Downloading identical files from multiple swarms/torrents

izomiac · June 30, 2006

Currently I'm downloading an unlicensed anime and an interesting feature idea just occured to me. You see, there are several torrents of the series which each have files that are the same as their counterparts in the other torrent (releases from a certain fansubbing group). Torrent A might have the first couple episodes while Torrent B might have the entire season. They also have different naming schemes. My idea is for a feature that will allow a user to essentially download both torrents simultaneously to the same location. This should provide a much larger number of peers and thus a faster downloading speed. I'm also sure it would be useful in other situations as well (in case you don't like my example for ethical/legal reasons). In case I haven't explained this to the point that someone else can understand it, here's an example.

Torrent A has 3 files: 1.avi, 2.avi, 3.avi

Torrent B has 10 files: a.avi, b.avi, etc.

Torrent C has 4 files: 3.avi, 4.avi, 5.avi, 6.avi

Each torrent has a different group of seeders/peers.

My idea is for a feature that would allow you to treat these three torrents as one download. You tell BitComet (or it determines based on hashes/filesize) which files are identical (in this case 3.avi in A & C and c.avi in B) and it downloads them to a single location without redundantly requesting blocks from both swarms.

Const2k · June 30, 2006

We have almost the same idea being discussed nearby. So I posted my answer there and suggest everyone to post there too.

izomiac · July 3, 2006

While I can appreciate the effort at consolidation, it's not really the same thing IMHO (similar though, I looked around but didn't realize the similarities). That thread requests that BitComet prevent you from accidently downloading the same file twice. This one talks about a way to increase download speed for certain situations. That said, a lot of code could probably be shared between the two features if they both got added because both features require identical file identification between different torrents.

In response to your discussion of block distribution in the other thread...

To sum up, it's impossible right now to compare files within different .torrent-s as .torrent's structure is based on using pieces's (not files') hashing.

That certainly would increase the difficulty of either feature. However, a solution would be to reconstruct blocks from one torrent when you have two consecutive blocks from the other.

Example: You just downloaded blocks 123 & 124 from torrent A.

Block 123 & 124 in torrent A is of file_a.txt

In torrent B that section (both blocks from A) of the file is divided among blocks 456, 457, & 458.

Therefore, by using offsets, you should be able to reconstruct & hash check block 457 in torrent B, and (more complicatedly) the end of block 456 (so you can stop that block download early).

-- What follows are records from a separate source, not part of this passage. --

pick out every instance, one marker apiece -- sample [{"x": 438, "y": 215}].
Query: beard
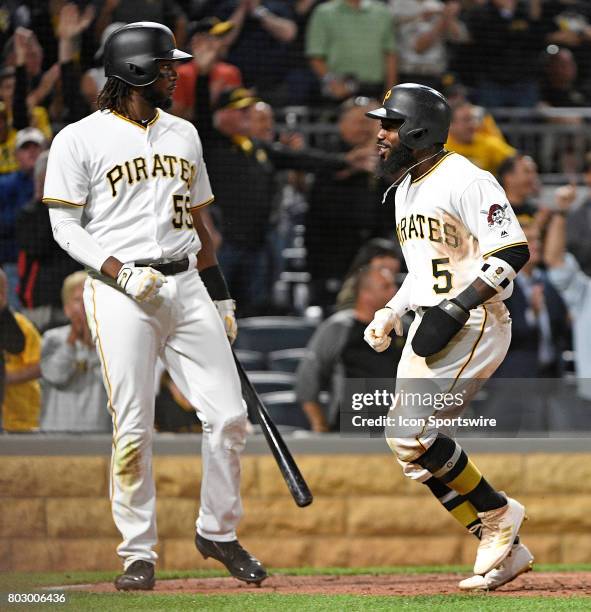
[
  {"x": 156, "y": 98},
  {"x": 399, "y": 159}
]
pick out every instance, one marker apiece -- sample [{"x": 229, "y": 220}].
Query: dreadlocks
[{"x": 115, "y": 95}]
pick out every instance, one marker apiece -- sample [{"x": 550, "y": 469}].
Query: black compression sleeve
[
  {"x": 215, "y": 283},
  {"x": 516, "y": 256}
]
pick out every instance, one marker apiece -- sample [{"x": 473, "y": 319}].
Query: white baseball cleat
[
  {"x": 517, "y": 562},
  {"x": 499, "y": 528}
]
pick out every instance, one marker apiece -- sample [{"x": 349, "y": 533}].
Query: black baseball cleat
[
  {"x": 139, "y": 576},
  {"x": 239, "y": 562}
]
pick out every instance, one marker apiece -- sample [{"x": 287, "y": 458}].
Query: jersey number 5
[
  {"x": 181, "y": 216},
  {"x": 443, "y": 276}
]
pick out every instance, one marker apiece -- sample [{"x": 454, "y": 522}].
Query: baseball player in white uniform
[
  {"x": 126, "y": 187},
  {"x": 463, "y": 247}
]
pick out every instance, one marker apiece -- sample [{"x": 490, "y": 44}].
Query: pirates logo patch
[{"x": 497, "y": 216}]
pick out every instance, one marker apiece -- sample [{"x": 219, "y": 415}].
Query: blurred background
[{"x": 278, "y": 90}]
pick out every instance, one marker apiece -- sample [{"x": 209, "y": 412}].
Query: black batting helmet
[
  {"x": 424, "y": 112},
  {"x": 131, "y": 52}
]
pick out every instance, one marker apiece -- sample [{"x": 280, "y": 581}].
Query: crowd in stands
[{"x": 294, "y": 211}]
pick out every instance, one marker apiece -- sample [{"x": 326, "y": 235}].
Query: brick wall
[{"x": 55, "y": 514}]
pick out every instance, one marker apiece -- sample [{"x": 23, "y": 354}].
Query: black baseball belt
[{"x": 170, "y": 268}]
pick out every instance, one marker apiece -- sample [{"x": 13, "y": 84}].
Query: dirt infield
[{"x": 532, "y": 584}]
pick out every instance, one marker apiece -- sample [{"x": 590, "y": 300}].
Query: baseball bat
[{"x": 288, "y": 467}]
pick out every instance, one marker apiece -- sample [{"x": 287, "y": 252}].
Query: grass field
[{"x": 12, "y": 582}]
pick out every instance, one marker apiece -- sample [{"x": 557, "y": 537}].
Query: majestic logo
[{"x": 497, "y": 216}]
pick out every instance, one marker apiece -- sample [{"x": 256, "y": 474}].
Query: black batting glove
[{"x": 438, "y": 326}]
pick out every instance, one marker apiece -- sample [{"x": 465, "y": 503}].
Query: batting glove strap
[
  {"x": 438, "y": 326},
  {"x": 226, "y": 309},
  {"x": 377, "y": 333},
  {"x": 497, "y": 273},
  {"x": 142, "y": 283}
]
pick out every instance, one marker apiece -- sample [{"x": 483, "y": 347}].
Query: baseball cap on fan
[
  {"x": 28, "y": 135},
  {"x": 235, "y": 98}
]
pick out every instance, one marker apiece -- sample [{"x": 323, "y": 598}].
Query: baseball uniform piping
[
  {"x": 109, "y": 390},
  {"x": 436, "y": 165},
  {"x": 137, "y": 123},
  {"x": 473, "y": 349},
  {"x": 58, "y": 201},
  {"x": 505, "y": 246}
]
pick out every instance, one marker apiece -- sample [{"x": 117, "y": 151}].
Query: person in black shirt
[{"x": 337, "y": 351}]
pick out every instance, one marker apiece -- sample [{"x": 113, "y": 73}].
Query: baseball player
[
  {"x": 127, "y": 187},
  {"x": 463, "y": 247}
]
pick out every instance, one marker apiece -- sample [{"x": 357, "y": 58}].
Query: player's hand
[
  {"x": 226, "y": 310},
  {"x": 142, "y": 283},
  {"x": 377, "y": 333},
  {"x": 438, "y": 326}
]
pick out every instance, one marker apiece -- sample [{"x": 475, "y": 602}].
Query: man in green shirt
[{"x": 351, "y": 47}]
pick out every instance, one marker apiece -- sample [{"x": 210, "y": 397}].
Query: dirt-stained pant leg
[
  {"x": 459, "y": 370},
  {"x": 127, "y": 337},
  {"x": 199, "y": 359}
]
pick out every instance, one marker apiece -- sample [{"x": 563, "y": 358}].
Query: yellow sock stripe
[
  {"x": 465, "y": 513},
  {"x": 467, "y": 480},
  {"x": 110, "y": 406}
]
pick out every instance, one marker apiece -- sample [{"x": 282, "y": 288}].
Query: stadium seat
[
  {"x": 268, "y": 382},
  {"x": 286, "y": 360},
  {"x": 252, "y": 360},
  {"x": 267, "y": 334},
  {"x": 285, "y": 410}
]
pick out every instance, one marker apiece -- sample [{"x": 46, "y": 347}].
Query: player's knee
[
  {"x": 234, "y": 431},
  {"x": 131, "y": 459}
]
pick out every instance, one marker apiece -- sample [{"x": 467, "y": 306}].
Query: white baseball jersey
[
  {"x": 115, "y": 167},
  {"x": 448, "y": 221}
]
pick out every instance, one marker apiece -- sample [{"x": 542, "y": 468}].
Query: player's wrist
[{"x": 215, "y": 283}]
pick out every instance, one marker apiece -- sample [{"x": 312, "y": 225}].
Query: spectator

Since you have block 457 the progress of torrent B just progressed without needing to obtain that block from torrent B (although my suggestion would be to treat them as one download and construct files from blocks from both torrents). It may not be 100% effecient, but only downloading from one swarm (current functionallity) is more like 50% comparitive effeciency.

A possible approach would be to construct the file with the data you get as you get it. Check what you have before requesting blocks.

Example: (X means downloaded, - means not)

File 1:

---------------------------

Hashes (A then B respectively):

|---1---|---2---|---3---|-

---|----6----|----7----|---

Block 6 & 7 of B are recieved.

---XXXXXXXXXXXXXXXXXXXXX---

|---1---|---2---|---3---|-

---|----6----|----7----|---

Block 2 of A no longer is needed, nor is the end of block 1, or block 3 if the first part of block 8 of B is recieved first. Blocks priority is also affected by completed percent (block 8 of B is favored over block 3 of A). More complicated than I originally envisioned, but it still seems possible and helpful.

Const2k · July 3, 2006

Hi there.

(my post seemed to be over-overquoted, so I've decided to use different colors for my old text (blue) and your text (light brown) instead of quotes and comments. Sorry for inconvenience.)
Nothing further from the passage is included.